Hypoplastic left heart syndrome (also known as HLHS), is a rare congenital heart defect in which the left side of the heart is severely underdeveloped. In babies with HLHS, the aorta and left ventricle are very small, and the aortic and mitral valves are either too small to allow sufficient blood flow or are atretic (closed) altogether. As blood returns from the lungs to the left atrium, it must pass through an atrial septal defect to the right side of the heart.

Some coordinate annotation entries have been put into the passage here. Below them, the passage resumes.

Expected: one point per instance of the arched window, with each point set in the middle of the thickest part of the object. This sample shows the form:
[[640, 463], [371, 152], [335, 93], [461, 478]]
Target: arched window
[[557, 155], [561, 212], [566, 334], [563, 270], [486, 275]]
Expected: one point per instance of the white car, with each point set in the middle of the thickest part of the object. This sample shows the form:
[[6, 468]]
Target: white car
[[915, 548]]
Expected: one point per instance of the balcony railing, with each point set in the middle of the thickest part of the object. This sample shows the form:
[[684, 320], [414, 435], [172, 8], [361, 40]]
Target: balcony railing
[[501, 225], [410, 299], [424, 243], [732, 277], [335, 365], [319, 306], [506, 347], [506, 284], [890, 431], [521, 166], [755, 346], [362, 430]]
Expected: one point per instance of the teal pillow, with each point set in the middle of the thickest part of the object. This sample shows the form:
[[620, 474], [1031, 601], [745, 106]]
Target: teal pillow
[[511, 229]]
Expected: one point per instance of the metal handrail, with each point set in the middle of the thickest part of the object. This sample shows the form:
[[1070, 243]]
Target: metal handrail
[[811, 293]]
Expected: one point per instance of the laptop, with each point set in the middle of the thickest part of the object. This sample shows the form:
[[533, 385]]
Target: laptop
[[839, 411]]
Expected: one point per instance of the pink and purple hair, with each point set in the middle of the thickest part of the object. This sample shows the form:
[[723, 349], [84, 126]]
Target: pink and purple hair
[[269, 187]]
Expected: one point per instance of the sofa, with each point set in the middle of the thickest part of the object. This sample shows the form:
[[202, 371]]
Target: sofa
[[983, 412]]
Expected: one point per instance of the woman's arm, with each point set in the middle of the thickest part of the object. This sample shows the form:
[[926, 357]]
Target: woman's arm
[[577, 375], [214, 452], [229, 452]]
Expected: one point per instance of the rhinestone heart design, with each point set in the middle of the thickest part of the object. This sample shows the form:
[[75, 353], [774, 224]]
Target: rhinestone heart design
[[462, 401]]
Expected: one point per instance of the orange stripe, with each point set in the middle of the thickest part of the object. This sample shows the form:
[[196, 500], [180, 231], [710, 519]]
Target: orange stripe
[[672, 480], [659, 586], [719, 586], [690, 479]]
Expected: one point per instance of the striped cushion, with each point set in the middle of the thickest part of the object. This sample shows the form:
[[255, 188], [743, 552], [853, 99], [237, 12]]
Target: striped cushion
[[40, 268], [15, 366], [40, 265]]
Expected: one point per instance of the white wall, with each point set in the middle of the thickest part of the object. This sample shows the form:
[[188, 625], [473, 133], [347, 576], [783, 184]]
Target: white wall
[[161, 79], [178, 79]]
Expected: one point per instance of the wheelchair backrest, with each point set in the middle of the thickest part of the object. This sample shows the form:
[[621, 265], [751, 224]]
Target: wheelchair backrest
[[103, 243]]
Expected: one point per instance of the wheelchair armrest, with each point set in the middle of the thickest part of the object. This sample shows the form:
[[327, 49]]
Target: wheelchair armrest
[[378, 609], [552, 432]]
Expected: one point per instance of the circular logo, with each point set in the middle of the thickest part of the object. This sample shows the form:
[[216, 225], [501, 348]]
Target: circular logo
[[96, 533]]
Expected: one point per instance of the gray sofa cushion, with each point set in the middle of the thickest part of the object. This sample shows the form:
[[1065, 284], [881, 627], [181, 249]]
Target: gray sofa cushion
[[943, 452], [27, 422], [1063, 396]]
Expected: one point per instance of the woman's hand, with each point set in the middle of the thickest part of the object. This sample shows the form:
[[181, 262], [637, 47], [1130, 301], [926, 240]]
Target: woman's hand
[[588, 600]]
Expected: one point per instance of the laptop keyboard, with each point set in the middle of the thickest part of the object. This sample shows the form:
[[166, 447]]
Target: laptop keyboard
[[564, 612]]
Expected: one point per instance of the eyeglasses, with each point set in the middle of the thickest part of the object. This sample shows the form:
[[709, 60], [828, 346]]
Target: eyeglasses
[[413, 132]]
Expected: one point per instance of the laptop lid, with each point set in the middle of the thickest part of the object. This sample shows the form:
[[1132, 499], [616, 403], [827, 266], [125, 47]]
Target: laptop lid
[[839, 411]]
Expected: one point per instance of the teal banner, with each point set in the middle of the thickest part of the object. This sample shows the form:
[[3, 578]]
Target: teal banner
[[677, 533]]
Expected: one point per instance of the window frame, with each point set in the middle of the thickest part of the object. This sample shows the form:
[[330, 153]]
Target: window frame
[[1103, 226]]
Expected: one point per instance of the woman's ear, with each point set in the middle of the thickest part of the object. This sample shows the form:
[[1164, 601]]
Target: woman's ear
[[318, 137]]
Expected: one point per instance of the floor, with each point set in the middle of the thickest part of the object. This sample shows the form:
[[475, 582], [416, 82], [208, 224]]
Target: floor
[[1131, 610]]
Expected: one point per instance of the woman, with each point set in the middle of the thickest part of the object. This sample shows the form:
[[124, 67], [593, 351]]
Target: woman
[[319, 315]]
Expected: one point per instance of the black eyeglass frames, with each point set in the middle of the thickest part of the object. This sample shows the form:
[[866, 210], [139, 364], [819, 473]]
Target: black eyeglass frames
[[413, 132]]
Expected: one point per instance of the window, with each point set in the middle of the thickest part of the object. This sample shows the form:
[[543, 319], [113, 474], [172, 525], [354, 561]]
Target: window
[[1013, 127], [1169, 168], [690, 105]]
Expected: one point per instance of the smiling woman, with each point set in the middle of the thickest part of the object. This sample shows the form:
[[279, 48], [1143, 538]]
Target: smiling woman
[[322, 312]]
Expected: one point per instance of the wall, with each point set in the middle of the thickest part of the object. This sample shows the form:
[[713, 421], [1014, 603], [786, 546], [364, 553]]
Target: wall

In a healthy human, the left side of the heart receives oxygen-rich blood from the lungs and pumps it out to the rest of the body; with these structures underdeveloped, they cannot circulate blood to other organs, and the right ventricle must pump blood to both the lungs, as it would normally, and to the rest of the body, a situation which cannot be sustained for long.

In cases of HLHS, the right side of the heart often must pump blood to the body through a patent ductus arteriosus. As the ductus arteriosus closes a few days after birth, blood flow is severely restricted and eventually cut off, leading to dangerously low circulation and eventually to shock.

Treatment

Without treatment, HLHS is fatal, but with intervention within a few days after birth, an infant may survive. A pediatric cardiac surgeon may perform a series of operations or a full heart transplant. In the meantime, the ductus may be kept open to allow blood flow using medication containing prostaglandin. Because these operations are complex and need to be individualized for each patient, a cardiologist must assess all medical and surgical option on a case-by-case basis.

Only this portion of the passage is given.